News & Media
News and Media
SEI is part of a global effort to better align disaster risk reduction research with policy and practice – the focus of a major conference in Geneva.
On 27–29 January, disaster risk reduction experts, policy-makers and practitioners from around the world gathered in Geneva, Switzerland, for the United Nations Office for Disaster Risk Reduction (UNISDR) Science and Technology Conference on the Implementation of the Sendai Framework for Disaster Risk Reduction 2015–2030.
The Sendai Framework, approved last year, lays out a global agenda for disaster risk reduction (DRR). The conference focused on the role of science and technology in supporting that agenda. SEI was an organizing partner, and also presented posters on the SEI Initiative on Transforming Development and Disaster Risk, disability and DRR, long-term recovery after disasters, migration, flooding and ethnicity in Laos, and resilience-building in Europe.

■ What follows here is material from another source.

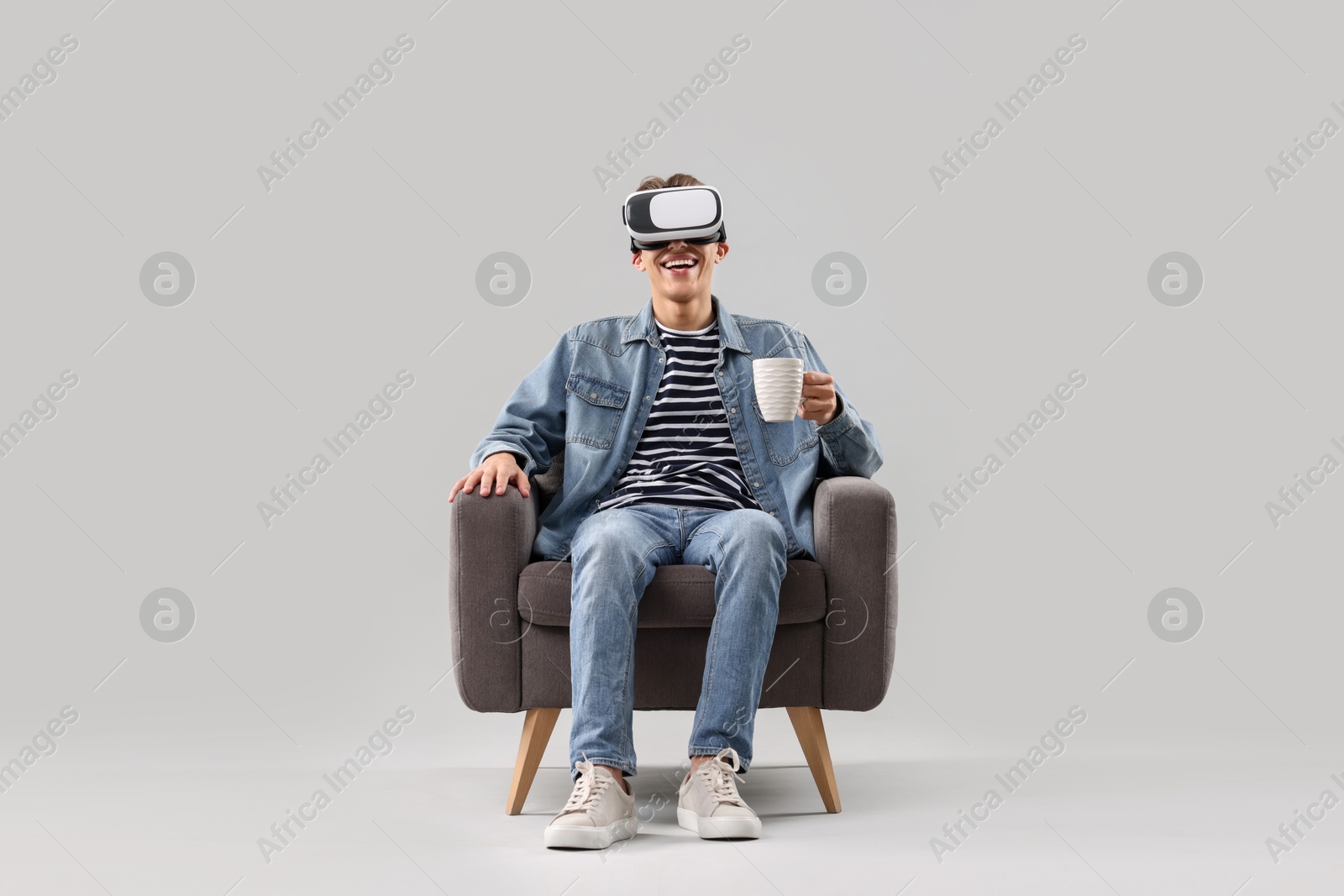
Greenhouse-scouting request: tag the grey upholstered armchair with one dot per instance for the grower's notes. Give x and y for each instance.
(832, 647)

Below, SEI Senior Research Fellow Frank Thomalla answers questions about the Geneva discussions, the new UNISDR Science & Technology Roadmap, and how it all connects to SEI’s work.
Q: Why did UNISDR organize this discussion, and what was the desired outcome?
FT: Deciding on a strategy how science and technology can support the implementation of the Sendai Framework is important because there is no scientific body supporting DRR efforts as, for example, the Intergovernmental Panel on Climate Change (IPCC) supports the global climate regime.
Research needs to be aligned with the aims of the Sendai Framework in order to address gaps and advance understanding of how to reduce the drivers of disaster risk and enhance resilience. The Science and Technology Partnership, launched at the conference, aims to enhance scientific and technical work on DRR by coordinating existing networks and scientific research institutions at all levels and all regions with the support of the UNISDR Scientific and Technical Advisory Group (STAG).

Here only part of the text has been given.